Per il direttore generale dell’Ufficio Scolastico Regionale, Giuseppe Silipo, la scuola è il contesto ideale per formare cittadini consapevoli e responsabili, capaci di riconoscere e prevenire i rischi: «In continuità con le precedenti edizioni, l’Usr conferma l’impegno a sostenere e promuovere questa preziosa iniziativa in tutte le scuole pugliesi, valorizzando la sicurezza come valore imprescindibile per la formazione integrale degli studenti e per la tutela della comunità».

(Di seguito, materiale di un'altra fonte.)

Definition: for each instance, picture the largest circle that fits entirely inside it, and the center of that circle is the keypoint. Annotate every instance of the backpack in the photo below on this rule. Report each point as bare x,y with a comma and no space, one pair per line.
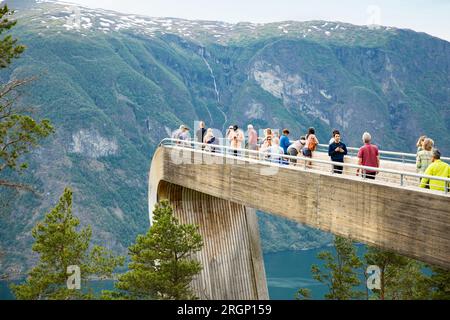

Insieme a “Gli Scacciarischi”, è stato presentato anche un altro progetto, dal titolo “Dal palcoscenico alla realtà: @ scuola di prevenzione”. È dedicato agli istituti secondari di secondo grado e promuove la cultura della salute e della sicurezza sul lavoro attraverso i linguaggi espressivi del teatro e del cinema. Gli studenti, infatti, parteciperanno ad un percorso articolato durante l’intero anno scolastico che li porterà a teatro, per assistere allo spettacolo “Vite spezzate” (il racconto di dieci eventi mortali sul lavoro accaduti in Puglia e portati in scena da I Teatri di Bari – Teatro Kismet OperA), ad approfondire i temi della sicurezza sul lavoro attraverso incontri formativi e tutorial on line e a elaborare sceneggiature teatrali e cortometraggi per partecipare al concorso finale. La partecipazione all’iniziativa può essere inserita tra i Pcto attivati dagli Istituti. Nel corso delle precedenti dodici edizioni sono stati complessivamente quasi 100mila gli studenti pugliesi che hanno partecipato attivamente al percorso progettuale.